Unfortunately, or fortunately, depending how you look at it, I did very well in my math tests. So I was assigned to the aviation electronics group, not photography. After boot camp in Great Lakes (from freezing Rochester to freezing Illinois) I was sent to aviation A school in Memphis, Tennessee. Ah, springtime in Memphis. The first two weeks all new arrivals got to work in the mess hall. I washed pots from 5am to 7pm. It was tornado season, so every morning at 1 am we were awoken and moved to the storm shelter area to sit for an hour until the threat passed. Then back for a few hours sleep and up before dark to wash the morning meal pots.

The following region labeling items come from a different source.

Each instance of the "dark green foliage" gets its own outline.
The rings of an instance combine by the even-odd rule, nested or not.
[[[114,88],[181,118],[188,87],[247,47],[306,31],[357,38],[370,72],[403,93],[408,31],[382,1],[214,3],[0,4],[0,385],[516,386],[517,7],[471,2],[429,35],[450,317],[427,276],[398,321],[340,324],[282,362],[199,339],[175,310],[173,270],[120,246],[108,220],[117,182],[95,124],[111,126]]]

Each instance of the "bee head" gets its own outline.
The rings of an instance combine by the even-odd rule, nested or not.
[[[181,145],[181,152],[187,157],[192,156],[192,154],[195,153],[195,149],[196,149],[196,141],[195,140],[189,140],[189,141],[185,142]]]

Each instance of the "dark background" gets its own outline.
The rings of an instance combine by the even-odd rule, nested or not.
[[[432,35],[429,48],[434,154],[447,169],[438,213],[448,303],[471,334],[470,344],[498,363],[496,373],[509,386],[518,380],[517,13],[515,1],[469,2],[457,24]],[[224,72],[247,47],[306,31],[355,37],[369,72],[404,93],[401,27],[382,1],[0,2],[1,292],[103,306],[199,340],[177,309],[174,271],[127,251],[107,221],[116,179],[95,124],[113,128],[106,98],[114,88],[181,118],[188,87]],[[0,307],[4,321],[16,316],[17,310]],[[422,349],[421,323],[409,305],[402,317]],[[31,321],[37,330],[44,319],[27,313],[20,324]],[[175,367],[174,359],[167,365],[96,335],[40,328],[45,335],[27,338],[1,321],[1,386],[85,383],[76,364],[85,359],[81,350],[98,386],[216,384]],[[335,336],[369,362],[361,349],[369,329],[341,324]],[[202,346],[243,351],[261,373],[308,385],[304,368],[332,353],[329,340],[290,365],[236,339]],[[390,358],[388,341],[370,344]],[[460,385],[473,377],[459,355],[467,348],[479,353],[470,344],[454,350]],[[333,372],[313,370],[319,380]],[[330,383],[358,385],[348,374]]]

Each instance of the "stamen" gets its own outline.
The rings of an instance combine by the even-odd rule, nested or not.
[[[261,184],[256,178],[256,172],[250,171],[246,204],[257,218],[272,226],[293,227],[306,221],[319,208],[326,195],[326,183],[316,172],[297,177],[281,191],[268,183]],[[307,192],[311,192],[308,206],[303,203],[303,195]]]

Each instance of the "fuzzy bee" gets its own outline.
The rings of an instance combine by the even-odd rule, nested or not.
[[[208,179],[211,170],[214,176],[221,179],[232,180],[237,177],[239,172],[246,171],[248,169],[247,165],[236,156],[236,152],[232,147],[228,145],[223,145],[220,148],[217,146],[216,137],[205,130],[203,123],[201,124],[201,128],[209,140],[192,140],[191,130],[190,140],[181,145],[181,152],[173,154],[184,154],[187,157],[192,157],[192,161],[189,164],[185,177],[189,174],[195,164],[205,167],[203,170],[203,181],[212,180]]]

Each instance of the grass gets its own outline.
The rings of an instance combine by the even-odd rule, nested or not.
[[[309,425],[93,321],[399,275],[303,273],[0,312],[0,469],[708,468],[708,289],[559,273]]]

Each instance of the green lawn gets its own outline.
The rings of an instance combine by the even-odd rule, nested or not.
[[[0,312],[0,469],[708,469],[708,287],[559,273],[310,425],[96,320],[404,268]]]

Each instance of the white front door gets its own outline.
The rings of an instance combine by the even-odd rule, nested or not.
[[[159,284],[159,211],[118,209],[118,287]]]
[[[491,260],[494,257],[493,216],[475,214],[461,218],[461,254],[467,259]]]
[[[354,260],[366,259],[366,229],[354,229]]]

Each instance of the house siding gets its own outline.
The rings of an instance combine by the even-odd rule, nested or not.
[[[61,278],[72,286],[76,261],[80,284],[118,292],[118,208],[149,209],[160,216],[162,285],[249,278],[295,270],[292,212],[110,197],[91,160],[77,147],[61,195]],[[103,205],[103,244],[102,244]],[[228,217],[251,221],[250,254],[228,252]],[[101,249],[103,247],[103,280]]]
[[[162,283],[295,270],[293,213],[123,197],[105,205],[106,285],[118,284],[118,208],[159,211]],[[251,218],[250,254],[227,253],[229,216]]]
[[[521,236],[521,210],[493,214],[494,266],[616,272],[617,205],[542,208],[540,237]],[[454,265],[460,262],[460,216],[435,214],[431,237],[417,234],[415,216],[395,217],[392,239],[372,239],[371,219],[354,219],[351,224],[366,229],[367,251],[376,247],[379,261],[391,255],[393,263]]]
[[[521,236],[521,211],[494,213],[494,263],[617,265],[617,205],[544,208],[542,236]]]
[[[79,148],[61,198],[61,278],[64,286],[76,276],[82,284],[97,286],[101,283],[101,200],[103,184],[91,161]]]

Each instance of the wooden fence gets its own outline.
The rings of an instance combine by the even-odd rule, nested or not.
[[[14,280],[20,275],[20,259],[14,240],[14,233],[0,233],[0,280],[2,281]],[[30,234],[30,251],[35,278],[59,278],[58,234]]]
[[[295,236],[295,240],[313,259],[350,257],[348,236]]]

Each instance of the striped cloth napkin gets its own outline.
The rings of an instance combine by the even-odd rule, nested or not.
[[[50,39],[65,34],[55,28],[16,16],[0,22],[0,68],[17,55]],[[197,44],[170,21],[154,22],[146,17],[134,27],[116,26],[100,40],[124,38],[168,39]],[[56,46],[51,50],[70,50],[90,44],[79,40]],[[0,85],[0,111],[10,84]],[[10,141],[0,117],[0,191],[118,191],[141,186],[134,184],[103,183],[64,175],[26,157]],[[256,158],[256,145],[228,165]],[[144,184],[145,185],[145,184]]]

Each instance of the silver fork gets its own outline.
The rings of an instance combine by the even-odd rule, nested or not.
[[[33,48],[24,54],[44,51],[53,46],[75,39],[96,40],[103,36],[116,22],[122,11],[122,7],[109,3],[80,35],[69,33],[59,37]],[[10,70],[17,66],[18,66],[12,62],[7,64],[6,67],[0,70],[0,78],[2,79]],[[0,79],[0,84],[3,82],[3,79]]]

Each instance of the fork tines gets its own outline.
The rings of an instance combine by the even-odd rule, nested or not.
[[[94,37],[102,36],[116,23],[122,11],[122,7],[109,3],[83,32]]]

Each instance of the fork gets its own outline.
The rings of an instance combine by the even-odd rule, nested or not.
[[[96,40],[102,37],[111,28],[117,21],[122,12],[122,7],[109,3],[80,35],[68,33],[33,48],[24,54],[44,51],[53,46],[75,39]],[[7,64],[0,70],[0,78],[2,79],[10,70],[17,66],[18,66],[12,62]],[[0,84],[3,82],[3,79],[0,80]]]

Then four months of electronics class. There were about thirty Navy and three Marines in my class. I did well, was at the top of the class and thus could pick my further training. Got a lot of grief from the Marines - being top of the class for a Navy guy was not as big a thing as for a Marine. For a Marine it evidently meant a lot to have the first in class mark in your record. At that time there were two main choices, radio or radar. Now both are rolled into the same rating, but were separate back then. I picked radar and fire control systems. Another three months of classes in that area. It was a close finish, but again I was top in the class, and supposedly was able to pick what assignment I wanted. I asked for fighters on the west coast, figuring on getting a Phantom (F-4) squadron and thus moving to a Pacific cruise on a carrier and being able to get a back seat ride once in a while. No way did I want transports in Memphis, or worse the Chicago area. I did get the west coast; California, but an attack (bomber) squadron. A-7 aircraft at NAS Lemoore, California.
Nobody in Memphis could tell me where Lemoore was. You got two weeks leave after training, and fortunately the AAA was able to give me a driving map to California and I found that Lemoore was right in the center of the big valley. For transportation the Navy got me on an Air Force plane from New Jersey out to the San Francisco area, then a commercial flight down to Fresno. I left New Jersey on Thanksgiving weekend, during a small snowstorm. The storm was bad in the Midwest, and our plane had to stop at some air base to wait for the winds to stop. I got to spend the night on the Air Force, and found that while the Navy had big open barracks for dozens of guys, the Air Force had more like college dorm rooms, with two guys to a room and a bathroom shared between two rooms. With civilians cooking and cleaning. Nice. There were two Air Force captains on our flight, and rather than continue on the next day they each had a smaller plane, each got a Cesna Citation to take them on to wherever they were going. Must be even better to be an officer.
On to San Francisco, and a bus ticket over to SFO. A flight down to Fresno, a phone call to the base, and somebody drove out to pick me up. It was about thirty miles from Fresno out to the base in Lemoore. The driver stopped along the way and snitched oranges from a grove along side the road. Right away I realized there was more to the US than snow and freezing winters, and figured I was done with the northeast.
At Lemoore I started with three more months of school, learning about the radar and weapons systems on the A-7 Corsair II. It was a big base, out in the middle of nowhere. We always said we were right in the middle. Halfway between San Francisco and Los Angeles, halfway between the ocean and the mountains. But nothing right there. That’s how I describe Kansas, right in the middle – halfway between the Atlantic and the Pacific, halfway between Mexico and Canada, but not much there. Sorry, Kansas, maybe there is, but I haven’t spent much time there, and Dorothy and Toto seemed to want to leave.
But on to the boat story.
Wow, after all the background I don’t even remember what direction I was going. OK, two pages in Word is enough for now. Better post this before the boss comes around and asks what I am working on. So the boat story will come later.